Por si les interesa, éste tiene dos preset (o potenciometros), para regular dos tiempos.

Saludos


----------



## KarlosDC23 (Jul 14, 2011)

Comunmente solo es necesario colocar el VR2 para
la regulacion de los tiempos...
VR1 lo pondria en la salida (pin 3) para la
regulacion del o los led.

saludos!!!


----------



## DJ T3 (Jul 15, 2011)

KaedusElectroRaik dijo:
			
		

> Comunmente solo es necesario colocar el VR2 para
> la regulacion de los tiempos


Si, pero como lo puse (y jugando con los dos preset), da otros tiempo de encendido/apagado, y la frecuencia total.


			
				KaedusElectroRaik dijo:
			
		

> VR1 lo pondria en la salida (pin 3) para la
> regulacion del o los led.


Acompañado de un transistor, mínimo, porque sino se estropea por la intencidad, en caso de que haya muchos led.

Saludos


----------



## ls2k (Jul 17, 2011)

obviamente se debe poner un trt a la salida del 555, ya que este no da mucha corriente a la sallida y aunque te vallas justo con los mA, se empieza a calentar y el voltaje de salida (aprox vcc - 1,5v) cae mucho, casi  a vcc/2. por otro lado, veo que a user300 le gusta preguntar y eso está muy bn, siempre y cuadno no salga con temas ya tratados


----------



## moises95 (Jul 17, 2011)

Me estais liando conm los transistores, haber, voy a usar el bu806, solamente tengo que saber:

Por ejemplo:

Colector con negativo
Base con la salida a pulsos
Emisor esto y lo otro...

Es un ejemplo, explicarme eso un poco y mejor si poneis un esquema solamente de esa conexion porque tantos esquemas esto es lioso.

Estoy empezando con la electronica, no se mucho.


----------



## fer716 (Jul 17, 2011)

hola user300 . si usas un BU806 . mira de frente el transistor y lo lees asi : base-colector -emisor . o sea de izquierda a derecha . la base la conectas a pin 3 del 555 con una resistencia de 1k . el colector lo conectas a los leds con una resistencia de 470 ohm . el emisor a masa o negativo . el otro pin de los leds lo conectas a la positiva . suerte .


----------



## pandacba (Jul 17, 2011)

Cuando te dicen mirandolo de frente es la parte metalica hacia atras la capsula plástica al frente con la  nomenclatura del trnaistor, mejor que el BU, que es un transistor de alta tensión/Conmutación, utiliza los TIP, que encim los que tenes son darlington, con la ventaja que tu 555 se le extaera una corriente muy baja.

La forma de verlo es la misma que la mencionada

Para ir familiarizandote, busca la hoja de datos y alli esta todo lo que haz preguntado(en cuanto a los transistores)


----------



## KarlosDC23 (Jul 18, 2011)

Aqui hice un circuito del cual te puedes basar 
Eso de poner una sola resistencia en serie con
todo un paralelo de leds no me convence mucho (nunca
lo he hecho, pero siempre me han dicho que coloque el led
con su debida R).
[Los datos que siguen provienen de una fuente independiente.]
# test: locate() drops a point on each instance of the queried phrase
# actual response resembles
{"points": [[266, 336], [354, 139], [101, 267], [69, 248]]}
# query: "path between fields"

Tambien puse las patillas del BU806 para
que no te equivoques.
Espero haberte ayudado.

saludos!!!


----------



## moises95 (Jul 18, 2011)

Perfecto, ese si , pero ahora tnego la duda de usar un tip o un BU, segun Panda, es mejor un tip porque le sacara poca energia al 555. ¿Pero que tip?

Decidme que hacer, ¿Bu, o tip? De todas maneras, el Bu no dañara el 555? No lo quema ni sobrecalienta no?


----------



## ls2k (Jul 18, 2011)

usa lo que tienes a mano, no te compliques tanto, si estás empezando recién no es la idea que te lies con cosas simples, si tienes el BU úsalo ¿para que gastar plata en comprar un tip, si la función es la misma?


----------



## KarlosDC23 (Jul 19, 2011)

Cuando se trata de potencia o energia que un elelmento ocupa, se refiere al maximo potencial que puede soportar. Usa el BU si ya lo tienes, pero si no lo has comprado, puedes comprar otro transistor mas barato y que cumpla la misma funcion.


----------



## fernandob (Jul 19, 2011)

8 leds con un 555 y encima a 12v ........... para que el TIP ???


----------



## armandolopezmx (Jul 20, 2011)

lo puedes usar con logica positiva.. es decir colos el positivo de los leds a los 12 volts con su respectiva resistencia... digamos 1k..  y los catodos de los leds lo conectas directamente  a a la pata 3 del 555.
saludos.


----------



## Black Tiger1954 (Jul 20, 2011)

Coincido con Fernando. Para 8 LED´s (si estamos hablando de los comunes), para qué un transistor extra?
Hacés 2 series de 4 LED´s cada una, el consumo total va a ser de 40 mA con lo que no necesitás nada más que el 555.


----------



## moises95 (Jun 7, 2012)

KaedusElectroRaik dijo:


>



Ahora voy a probar un circuito con unos 20 leds de alta luminosidad de color rojo, alimentados con una pila de 9V. ¿Cambian las resistenicas?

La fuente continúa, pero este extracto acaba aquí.